How long will denture-implants last?
The implants themselves will usually last the remainder of the patient’s life. They become a part of the jawbone. The dentures that attach to the implants have variable lifespans, depending on your eating habits, if you grind your teeth, and the like. However, unlike traditional dentures, which need to be refit usually yearly because of your deteriorating jawbone and your changing gums, implant-supported dentures will not change because the implants are helping to keep your jawbone healthy.
What are the drawbacks of implant-supported dentures?
There is really no downside functionally to using implants to anchor the dentures. Implant-supported dentures are more expensive than traditional dentures. Plus, the process takes longer, as the implants need to be placed and allowed to integrate into the jawbone. This takes up to four months for implants in the lower jaw, and up to six months in the upper jaw. But most patients feel the wait is worthwhile because of the stability the implants add to their dentures. Also, while the implants are anchoring in we provide temporary dentures.
Is the procedure painful?
There is some pain when we initially place the implants, but it is not acute and can usually be handled with over-the-counter pain medication.
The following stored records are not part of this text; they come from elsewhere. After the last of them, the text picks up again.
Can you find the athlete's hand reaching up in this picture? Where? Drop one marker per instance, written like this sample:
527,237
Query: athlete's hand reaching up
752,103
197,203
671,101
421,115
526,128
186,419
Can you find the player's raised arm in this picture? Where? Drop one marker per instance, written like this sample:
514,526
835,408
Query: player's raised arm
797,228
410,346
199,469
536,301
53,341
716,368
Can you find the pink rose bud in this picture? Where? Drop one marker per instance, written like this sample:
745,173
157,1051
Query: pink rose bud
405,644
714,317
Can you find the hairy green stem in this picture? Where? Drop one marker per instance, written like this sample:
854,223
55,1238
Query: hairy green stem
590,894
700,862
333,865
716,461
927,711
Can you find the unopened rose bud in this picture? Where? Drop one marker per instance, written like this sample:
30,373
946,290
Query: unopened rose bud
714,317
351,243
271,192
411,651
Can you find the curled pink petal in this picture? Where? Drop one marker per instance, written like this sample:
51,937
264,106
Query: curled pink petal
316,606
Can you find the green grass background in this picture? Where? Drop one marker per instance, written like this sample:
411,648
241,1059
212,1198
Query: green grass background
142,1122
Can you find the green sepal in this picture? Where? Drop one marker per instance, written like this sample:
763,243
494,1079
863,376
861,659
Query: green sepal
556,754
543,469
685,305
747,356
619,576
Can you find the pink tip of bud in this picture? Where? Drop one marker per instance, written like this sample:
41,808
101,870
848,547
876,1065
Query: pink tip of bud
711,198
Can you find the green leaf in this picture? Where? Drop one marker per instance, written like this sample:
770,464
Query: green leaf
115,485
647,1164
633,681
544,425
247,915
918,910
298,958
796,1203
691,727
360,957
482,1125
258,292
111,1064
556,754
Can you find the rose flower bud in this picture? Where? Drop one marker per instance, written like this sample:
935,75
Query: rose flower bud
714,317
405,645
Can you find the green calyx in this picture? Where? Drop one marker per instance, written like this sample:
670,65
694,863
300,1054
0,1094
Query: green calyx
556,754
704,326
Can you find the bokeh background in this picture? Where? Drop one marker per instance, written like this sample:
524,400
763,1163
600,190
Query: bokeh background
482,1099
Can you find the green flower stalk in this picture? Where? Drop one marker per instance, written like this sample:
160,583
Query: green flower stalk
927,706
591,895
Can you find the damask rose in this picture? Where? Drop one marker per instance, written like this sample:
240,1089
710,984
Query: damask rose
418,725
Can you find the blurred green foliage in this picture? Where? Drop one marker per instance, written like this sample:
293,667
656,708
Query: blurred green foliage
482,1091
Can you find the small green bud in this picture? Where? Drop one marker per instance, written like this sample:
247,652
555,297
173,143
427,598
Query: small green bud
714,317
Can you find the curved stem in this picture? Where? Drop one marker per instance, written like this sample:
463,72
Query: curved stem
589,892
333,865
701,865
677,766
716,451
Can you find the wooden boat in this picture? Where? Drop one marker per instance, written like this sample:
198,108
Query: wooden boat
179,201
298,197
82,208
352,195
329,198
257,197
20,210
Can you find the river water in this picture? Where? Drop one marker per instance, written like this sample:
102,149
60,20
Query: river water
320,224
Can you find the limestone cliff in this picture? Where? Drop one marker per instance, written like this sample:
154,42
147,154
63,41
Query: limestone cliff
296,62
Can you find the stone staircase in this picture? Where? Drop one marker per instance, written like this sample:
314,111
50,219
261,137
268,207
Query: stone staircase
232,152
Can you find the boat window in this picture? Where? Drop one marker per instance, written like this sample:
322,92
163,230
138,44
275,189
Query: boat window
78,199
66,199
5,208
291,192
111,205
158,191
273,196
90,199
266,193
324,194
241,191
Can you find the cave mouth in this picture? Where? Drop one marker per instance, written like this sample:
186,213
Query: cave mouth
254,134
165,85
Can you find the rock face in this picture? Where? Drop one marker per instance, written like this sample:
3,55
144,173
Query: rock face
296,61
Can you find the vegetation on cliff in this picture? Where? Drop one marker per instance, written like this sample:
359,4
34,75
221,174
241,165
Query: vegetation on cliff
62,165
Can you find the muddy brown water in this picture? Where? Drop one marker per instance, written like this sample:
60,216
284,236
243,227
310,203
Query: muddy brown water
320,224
There are no nerves in the jawbone, but your overall jaw can ache. The stitches to close the gums are minor and only hurt for a couple of days. You’ll need to be on a soft diet while your gums heal. The second surgery to place the abutments is even more minor. Placing the dentures in the final appointment is painless.
When it comes down to it, there is far more pain associated with the process of getting used to wearing traditional dentures than is involved in placing your implants with this method.
Are there risks with implant-supported dentures and this process?
The only real risk in having dentures supported by implants is that the implants will “fail.” This means that the jawbone would not grow around the implants and make them a part of the jaw. This is rare; implant placement is incredibly successful. Even if they were to fail, the situation can be fixed with bone grafting. Otherwise, this is a very safe, satisfying option for denture wearers.